I Golden State Warriors hanno battuto i Celtic Boston 107-88 e hanno pareggiato il conto (1-1) dando un avvertimento agli avversari: quando parte la rumba, i Warriors possono segnare da qualsiasi parte e farlo a ripetizione.
Boston non è riuscita ad adattarsi fin da subito ai tanti canestri dei padroni di casa e ha perso via via i suoi riferimenti: tre giorni fa il trio formato da Al Horford, Derrick White e Marcus Smart aveva messo insieme 65 punti. Stavolta si sono fermati a sedici punti in tre. Horford è passato dai 26 di Gara1 ai 2 di stanotte. Jayson Tatum (28 punti) ha guidato la squadra nel primo tempo, quando aveva messo a segno 21 punti sui 47 della squadra, ma poi è rimasto isolato nella ripresa, finendo in panchina con molti minuti ancora da giocare, segno che il coach, Ime Udoka, aveva capito con il tiro di Poole che la partita era ormai andata.
Se Boston si è sfilacciata, Golden State ha ritrovato i suoi uomini: i 29 punti di Curry, i 17 di Poole, 11 di Klay Thompson, 12 di Kevon Looney e 11 di Andrew Wiggins a cui si sono aggiunti i 6 di Nemanja Bjelica, messo in campo in avvio a conferma che Kerr cercava maggiore peso sotto canestro.
La partita si è decisa, appunto, nel terzo quarto dominato dai Warriors per 35-14, con 7-12 da tre contro il misero 2-8 di Boston.

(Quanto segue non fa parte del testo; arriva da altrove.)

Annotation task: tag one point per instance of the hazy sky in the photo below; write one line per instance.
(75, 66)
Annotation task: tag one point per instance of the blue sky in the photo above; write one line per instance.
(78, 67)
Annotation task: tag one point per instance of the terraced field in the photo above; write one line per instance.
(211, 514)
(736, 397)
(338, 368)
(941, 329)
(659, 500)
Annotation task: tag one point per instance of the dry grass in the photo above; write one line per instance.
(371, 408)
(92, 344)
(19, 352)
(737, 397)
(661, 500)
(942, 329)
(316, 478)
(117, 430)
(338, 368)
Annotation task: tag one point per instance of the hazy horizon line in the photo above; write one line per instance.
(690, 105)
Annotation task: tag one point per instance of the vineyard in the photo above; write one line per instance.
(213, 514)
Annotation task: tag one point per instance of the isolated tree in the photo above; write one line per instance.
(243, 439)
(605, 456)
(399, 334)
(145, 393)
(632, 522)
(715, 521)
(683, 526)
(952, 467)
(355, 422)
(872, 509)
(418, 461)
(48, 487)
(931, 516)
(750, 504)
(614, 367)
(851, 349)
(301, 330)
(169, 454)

Ma anche in difesa i padroni di casa hanno messo quell’intensità mancata in Gara 1.
La facilità con cui sono arrivati i canestri, con il 40,5 per cento di conclusioni vincenti da tre punti (15 su 37) – ma potevano essere da quattro o cinque punti se ci fosse un regolamento circense – conferma che quando i Warriors giocano da Warriors diventa impossibile fermarli. Mercoledì le Finals si trasferiscono a Boston per Gara 3.